In fact, United Russia candidates have been helped by the very low turnout – in Moscow, a supposedly politicised society, the turnout was 14.8%. A low level of participation always plays in favour of the larger parties, especially if they can use “administrative resources” to attract their supporters to the booths. This did not prevent anti-Kremlin forces from denouncing dirty tricks to lower the turnout by providing either insufficient or confusing information to voters. Up to now, they have denounced irregularities to increase the turnover more than to modify the final results.
Points for the opposition
The opposition to Putin has also all the reason to be satisfied. Independent and liberal-democratic parties including Yabloko and Parnas gained a majority in 17 voting districts out of 125 in Moscow, and even 100% in the Gagaransky district where Putin has been voting. The winners included a large proportion of people under 35.
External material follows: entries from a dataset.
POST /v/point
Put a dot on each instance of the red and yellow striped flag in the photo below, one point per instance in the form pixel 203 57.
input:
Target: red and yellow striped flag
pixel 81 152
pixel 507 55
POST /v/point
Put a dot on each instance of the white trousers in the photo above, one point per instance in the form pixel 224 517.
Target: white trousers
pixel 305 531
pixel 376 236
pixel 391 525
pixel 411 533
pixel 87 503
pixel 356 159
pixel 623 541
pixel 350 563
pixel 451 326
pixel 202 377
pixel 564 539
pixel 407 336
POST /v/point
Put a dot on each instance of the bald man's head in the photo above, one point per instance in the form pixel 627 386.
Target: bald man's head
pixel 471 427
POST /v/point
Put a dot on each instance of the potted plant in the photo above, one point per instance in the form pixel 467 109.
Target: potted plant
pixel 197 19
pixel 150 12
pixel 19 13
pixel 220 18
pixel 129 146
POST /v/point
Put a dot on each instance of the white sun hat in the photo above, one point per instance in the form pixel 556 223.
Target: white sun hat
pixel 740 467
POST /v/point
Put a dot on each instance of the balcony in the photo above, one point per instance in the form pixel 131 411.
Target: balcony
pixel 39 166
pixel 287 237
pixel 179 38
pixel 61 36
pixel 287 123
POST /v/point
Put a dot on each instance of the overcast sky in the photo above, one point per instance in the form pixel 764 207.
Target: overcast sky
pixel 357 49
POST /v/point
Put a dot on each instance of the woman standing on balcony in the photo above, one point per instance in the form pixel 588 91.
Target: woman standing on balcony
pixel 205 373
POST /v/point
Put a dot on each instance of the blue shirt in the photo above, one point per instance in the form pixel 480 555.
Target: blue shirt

Pessimists say it does not matter much because local and regional legislature do not have much power. But representatives of the opposition will benefit from what they lack today – the opportunity to learn the exercise of power. The other valuable bonus is they will have access to information, which is a real power in such an opaque Russian system. It is also noteworthy that many of those new figures campaigned on very local issues, sometimes a single cause which can seem trivial for pundits but who are of major importance for the daily lives of residents.
Those include a lot of old people who feel abandoned, without voice and nowhere to be taken seriously when they call for fixing their lifts, cleaning the paths around their building, or increasing the medication available in their local pharmacy. And generally, those old people have been keeping the traditional Soviet faith in youth “our future”. They like this new generation of polite youngsters who “care about us” and not about their careers and money.
New ways and a new face
The campaign has also paved the way for a new role for Dmitri Gudkov who has been launching his “United Democrats” movement far from the stuffy atmosphere of the party of power and the taking shop where everyone is at the throat of everyone as it is the case in the opposition. He is as good looking as Alexei Navalny but less populist and, more importantly, he has political experience. For 5 years, he served as a deputy in the Duma from A Just Russia, then as an independent up to 2016 when he failed to be reelected on Yabloko list in 2013. Together with his father Guennadi they led the most vocal opposition in the assembly in Russian recent history. He was expelled of A Just Russia on 13 March 2013 after his party accused him of “calling on the American authorities to interfere in Russia’s internal affairs” on the basis of remarks he made during a trip to the US. His political experience can attract the support of seasoned opposition figures, including that of Mikhaïl Khodorkovsky who recently declared that a Navalny in the Kremlin would be a Putin’s regime without Putin.
He is certainly a person to follow, if he can protect himself of being the centre of the same unrealistic expectations that killed so many opposition leaders in the past. The test will come soon, when he will – or not – formulate a real opposition programme. It might even include proposals for dialogue with the authorities on the basis of common interests, abandoning old instincts for confusing opposition and streets permanent mobilisation.
Of course, he will also have to position himself for the presidential elections which have been fixed on 18 March, the anniversary of Crimea ‘rejoining the Russian Federation’. A unnecessary provocation, 4 years after the annexation he was the only one refusing to vote in the Duma. But he did not oppose, he abstained.